Clearly, the second call to geom_text does not use x = population and y = total.

Try it!

Let’s break in to smaller groups and try playing with some of the aesthetics and aesthetic mappings. If we’re in person (woohoo!), we’ll form the same number of groups in class.

In each group, one person should be the main coder - someone who has the packages like dslabs installed and has successfully run the plots above. Each set of tasks ask you to learn about an aesthetic and put it into action with the murder data. We’ll leave about 5 minutes to do the task, then have you come back and share your results with the class.
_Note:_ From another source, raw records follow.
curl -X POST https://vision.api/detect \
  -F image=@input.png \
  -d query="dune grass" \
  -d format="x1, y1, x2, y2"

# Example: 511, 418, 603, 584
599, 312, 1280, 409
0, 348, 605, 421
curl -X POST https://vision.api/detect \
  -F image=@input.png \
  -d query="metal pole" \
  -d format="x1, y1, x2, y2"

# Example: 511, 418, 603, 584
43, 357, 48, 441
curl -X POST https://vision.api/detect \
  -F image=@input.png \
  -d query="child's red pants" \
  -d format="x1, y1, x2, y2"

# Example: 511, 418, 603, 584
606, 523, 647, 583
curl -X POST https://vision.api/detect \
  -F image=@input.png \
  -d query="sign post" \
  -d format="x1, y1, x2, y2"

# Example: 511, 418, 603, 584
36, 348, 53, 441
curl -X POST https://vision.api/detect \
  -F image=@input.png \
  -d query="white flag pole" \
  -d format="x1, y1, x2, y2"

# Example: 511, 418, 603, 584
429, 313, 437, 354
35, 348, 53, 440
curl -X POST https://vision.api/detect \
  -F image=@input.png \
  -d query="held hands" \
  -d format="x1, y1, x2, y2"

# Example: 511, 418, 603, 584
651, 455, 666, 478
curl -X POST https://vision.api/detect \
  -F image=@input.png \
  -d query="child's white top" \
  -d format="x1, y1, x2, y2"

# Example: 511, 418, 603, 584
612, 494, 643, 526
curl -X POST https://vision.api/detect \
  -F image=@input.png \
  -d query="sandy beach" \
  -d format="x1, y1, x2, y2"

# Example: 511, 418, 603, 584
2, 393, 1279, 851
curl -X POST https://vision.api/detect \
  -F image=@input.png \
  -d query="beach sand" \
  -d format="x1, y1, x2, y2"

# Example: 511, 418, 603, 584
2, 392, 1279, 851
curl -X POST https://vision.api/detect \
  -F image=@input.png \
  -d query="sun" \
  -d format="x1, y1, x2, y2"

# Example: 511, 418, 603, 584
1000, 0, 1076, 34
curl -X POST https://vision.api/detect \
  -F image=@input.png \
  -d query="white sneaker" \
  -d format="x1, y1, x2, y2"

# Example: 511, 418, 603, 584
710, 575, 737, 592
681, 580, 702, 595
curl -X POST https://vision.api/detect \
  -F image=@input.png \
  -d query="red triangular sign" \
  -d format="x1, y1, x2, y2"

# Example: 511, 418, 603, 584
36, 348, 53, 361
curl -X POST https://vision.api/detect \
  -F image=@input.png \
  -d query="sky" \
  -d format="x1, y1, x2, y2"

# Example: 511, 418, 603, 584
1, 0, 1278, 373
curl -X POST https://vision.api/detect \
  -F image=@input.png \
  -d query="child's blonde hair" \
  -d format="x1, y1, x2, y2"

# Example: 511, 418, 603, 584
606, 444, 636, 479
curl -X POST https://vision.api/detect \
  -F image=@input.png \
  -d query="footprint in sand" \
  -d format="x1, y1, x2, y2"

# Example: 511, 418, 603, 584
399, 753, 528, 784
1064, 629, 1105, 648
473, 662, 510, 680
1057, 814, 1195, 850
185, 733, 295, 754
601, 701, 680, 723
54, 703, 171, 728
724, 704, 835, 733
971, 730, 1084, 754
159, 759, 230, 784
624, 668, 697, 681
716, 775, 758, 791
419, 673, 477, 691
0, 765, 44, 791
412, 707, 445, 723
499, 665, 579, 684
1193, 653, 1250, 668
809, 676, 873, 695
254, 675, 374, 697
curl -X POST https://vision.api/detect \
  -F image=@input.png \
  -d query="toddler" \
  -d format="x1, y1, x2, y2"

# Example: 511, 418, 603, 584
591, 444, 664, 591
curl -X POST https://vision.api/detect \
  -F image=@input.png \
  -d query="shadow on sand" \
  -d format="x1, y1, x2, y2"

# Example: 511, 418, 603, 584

For each group, we’ll start with the following code:

p + geom_point(aes(x = population/10^6, y = total)) +
  geom_text(aes(x = population/10^6, y = total, label = abb))
  1. The alpha aesthetic mapping.
    1. The alpha aesthetic can only take a number between 0 and 1. So first, in murders, create a murders_per_capita column by dividing total by population. Second, find the max(murders$murders_per_capita) and then create another new column called murders_per_capita_rescaled which divides murders_per_capita by the max value. murders_per_capita_rescaled will be between 0 and 1, with the value of 1 for the state with the max murder rate. This is a little hard to do on the fly in ggplot.
    2. Set the alpha aesthetic mapping to murders_per_capita_rescaled for geom_point.
    3. Turn off the legend using show.legend=FALSE
    4. Include the geom_text labels, but make sure the aesthetic mapping does not apply to the labels.
    5. Use nudge_x = 1.5 as before to offset the labels.
    6. Be able to explain the plot.
      • Does the alpha aesthetic help present the data here? It’s OK if it doesn’t!
  2. The stroke aesthetic mapping.
    1. The stroke aesthetic works a bit like the size aesthetic. It must be used with a plot that has both a border and a fill, like shapes 21-25, so use one of those.
    2. Use the stroke aesthetic mapping (meaning the stroke will change according to a value in the data) to set a different stroke size based on murders per capita. You can create a murders per capita variable on the fly, or add it to your murders data.
      • Include the text labels as before and use nudge_x = 1.5.
      • Make sure you’re only setting the aesthetic for the points on the scatterplot!
  3. The angle aesthetic
    1. Using the ?geom_text help, note that geom_text takes an aesthetic of angle.
    2. Use the angle aesthetic (not aesthetic mapping) in the appropriate place (e.g. on geom_text and not on other geometries) to adjust the labels on our plot.
    3. Now, try using the angle aesthetic mapping by using the total field as both the y value and the angle value in the geom_text layer.
    4. Does using angle as an aesthetic help? What about as an aesthetic mapping?
  4. The color aesthetic mapping
    1. Set the color aesthetic mapping in geom_text to total/population.
      • Use the nudge_x = 1.5 aesthetic in geom_text still
    2. Try it with and without the legend using show.legend.
    3. Be able to explain the plot.
      • Does the color aesthetic mapping help present the data here?
  5. geom_label and the fill aesthetic
    1. Looking at ?geom_label (which is the same help as geom_text), we note that “The fill aesthetic controls the backgreound colour of the label”.
    2. Set the fill aesthetic mapping to total/population in geom_label (replacing geom_text but still using nudge_x=1.5)
    3. Set the fill aesthetic (not mapping) to the color of your choice.
    4. Be able to explain the plots.
    • Does the fill aesthetic mapping help present the data here?
    • What color did you choose for the non-mapped fill aesthetic?